A spectacular, albeit essentially impossible image caused a worldwide sensation on April 10, 2019: The first ever "photograph" of a black hole. 55 million light years away at the center of the M87 galaxy. The unbelievably strong gravitational pull means that even light cannot escape.  But, thanks to the Event Horizon Telescope - a combination of eight radio telescopes - the participating researchers outsmarted physics to a certain extent and for the first time, created an image of a black hole's shadow. This shadow is cast by the radiation from the distorted light while being irrevocably absorbed by the black hole.

ALMA - the Atacama Large Millimeter/Submillimeter Array - made a major contribution to the creation of this first image of a black hole. It is currently the largest astronomy project in the world and is located on the Chajnantor Plateau in the Chilean part of the Atacama Desert at an altitude of over 5,000 meters. This revolutionary astronomic telescope consists of 66 giant antennas. They are networked and can be arranged flexibly at a distance of up to 16 km. The individual antenna mirrors have a diameter of up to 12 meters and weigh approximately 100 tons.

Initially, the cosmic radio waves collected by the antenna's large mirror are focused onto a subreflector.
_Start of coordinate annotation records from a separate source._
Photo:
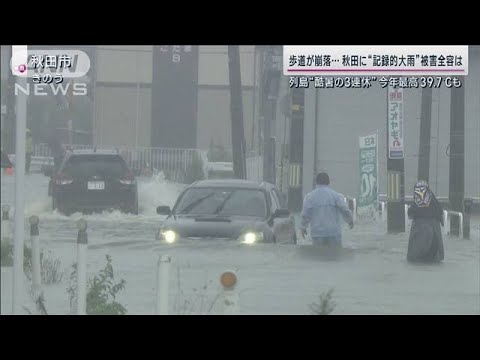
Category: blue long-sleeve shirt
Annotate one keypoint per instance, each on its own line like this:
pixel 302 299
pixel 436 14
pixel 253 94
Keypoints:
pixel 323 209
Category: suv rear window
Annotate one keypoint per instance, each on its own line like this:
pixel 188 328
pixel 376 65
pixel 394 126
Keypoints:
pixel 96 165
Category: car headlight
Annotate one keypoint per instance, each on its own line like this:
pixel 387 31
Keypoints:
pixel 170 236
pixel 251 237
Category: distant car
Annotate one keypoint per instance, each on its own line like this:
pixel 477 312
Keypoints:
pixel 240 210
pixel 90 180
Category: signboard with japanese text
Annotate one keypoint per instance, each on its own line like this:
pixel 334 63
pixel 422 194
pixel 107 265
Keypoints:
pixel 395 123
pixel 367 197
pixel 174 96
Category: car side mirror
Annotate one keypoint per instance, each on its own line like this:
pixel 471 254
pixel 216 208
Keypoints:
pixel 164 210
pixel 281 213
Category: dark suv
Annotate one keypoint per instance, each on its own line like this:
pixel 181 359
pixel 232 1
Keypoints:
pixel 91 180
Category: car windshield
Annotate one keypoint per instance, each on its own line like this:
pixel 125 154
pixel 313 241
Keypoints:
pixel 94 165
pixel 227 202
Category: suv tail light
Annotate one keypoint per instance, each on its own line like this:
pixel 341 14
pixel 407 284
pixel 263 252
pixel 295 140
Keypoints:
pixel 63 179
pixel 129 179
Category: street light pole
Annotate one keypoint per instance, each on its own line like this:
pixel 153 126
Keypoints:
pixel 21 128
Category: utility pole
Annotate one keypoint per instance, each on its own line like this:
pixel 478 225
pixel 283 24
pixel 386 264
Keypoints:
pixel 295 181
pixel 236 109
pixel 457 154
pixel 395 162
pixel 424 142
pixel 8 141
pixel 269 95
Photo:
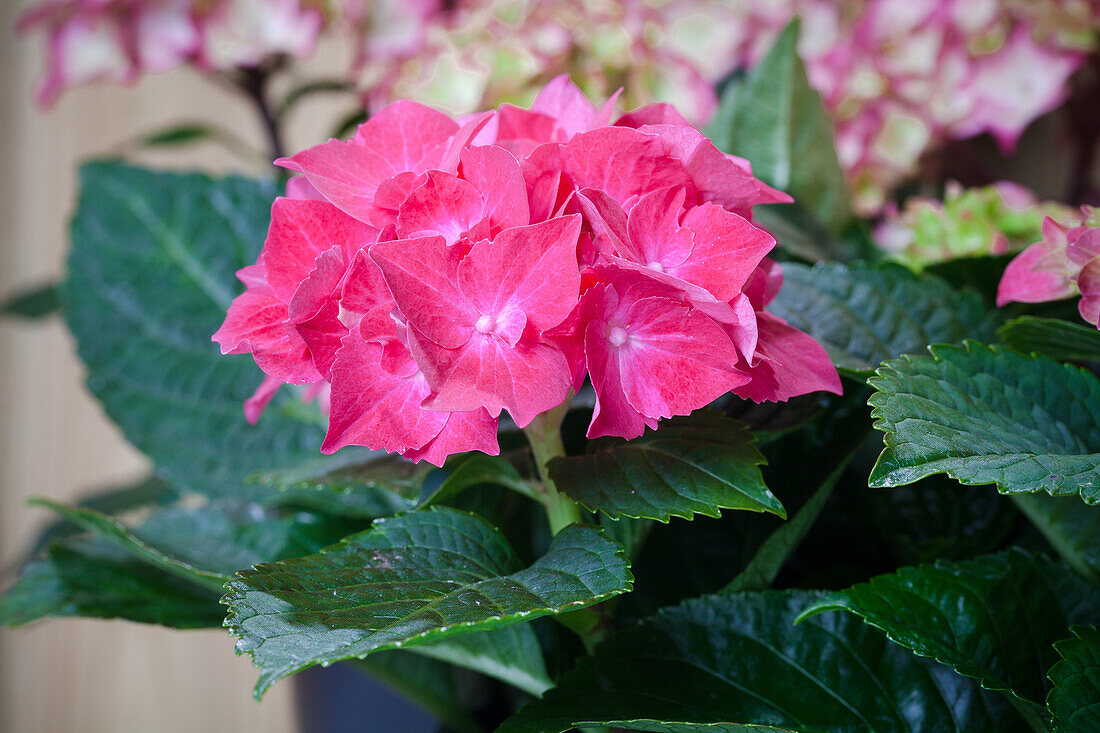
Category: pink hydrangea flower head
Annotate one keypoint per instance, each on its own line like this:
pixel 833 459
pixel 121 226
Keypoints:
pixel 475 319
pixel 370 175
pixel 648 352
pixel 436 273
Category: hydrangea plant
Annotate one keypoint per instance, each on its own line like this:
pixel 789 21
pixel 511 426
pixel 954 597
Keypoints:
pixel 609 420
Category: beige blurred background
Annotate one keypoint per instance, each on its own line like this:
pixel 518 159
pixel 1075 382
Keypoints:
pixel 70 676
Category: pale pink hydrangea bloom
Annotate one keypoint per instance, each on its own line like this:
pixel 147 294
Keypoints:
pixel 900 77
pixel 495 51
pixel 1065 263
pixel 120 40
pixel 437 273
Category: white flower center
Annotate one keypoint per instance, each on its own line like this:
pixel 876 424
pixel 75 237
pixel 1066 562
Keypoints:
pixel 484 324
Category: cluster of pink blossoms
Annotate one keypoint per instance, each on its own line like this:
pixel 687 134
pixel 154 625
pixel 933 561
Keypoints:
pixel 437 272
pixel 121 40
pixel 901 77
pixel 1065 263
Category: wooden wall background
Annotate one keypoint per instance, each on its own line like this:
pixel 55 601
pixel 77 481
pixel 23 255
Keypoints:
pixel 72 676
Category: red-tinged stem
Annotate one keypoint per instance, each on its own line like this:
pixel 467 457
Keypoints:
pixel 545 436
pixel 253 81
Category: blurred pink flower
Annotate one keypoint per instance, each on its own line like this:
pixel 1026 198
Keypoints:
pixel 900 77
pixel 1065 263
pixel 120 40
The signals only reach the detector inside the antenna when this has been aligned precisely to only fractions of a millimeter. Extreme environmental conditions at an altitude of over 5,000 meters such as strong winds, high temperature differences from day to night, extreme dryness, as well as gravity and earth rotation are all factors that affect the antennas. Therefore, the subreflectors have to be realigned constantly. ALMA's developers relied on special positioning systems from PI for this purpose: Hexapods. Because of their compact design and motion in six degrees of freedom, hexapods are ideal for this task. The environmental conditions in the desert don't just affect the antennas - the hexapods have to withstand them as well. Very rigid joints, special materials, and the controller electronics had to be adapted accordingly. This obviously worked out well: ALMA was inaugurated in 2013 and has been in operation ever since. One thing is certain, we can expect ALMA to create even more spectacular images, such as that of the Black Hole in the M 87 Galaxy.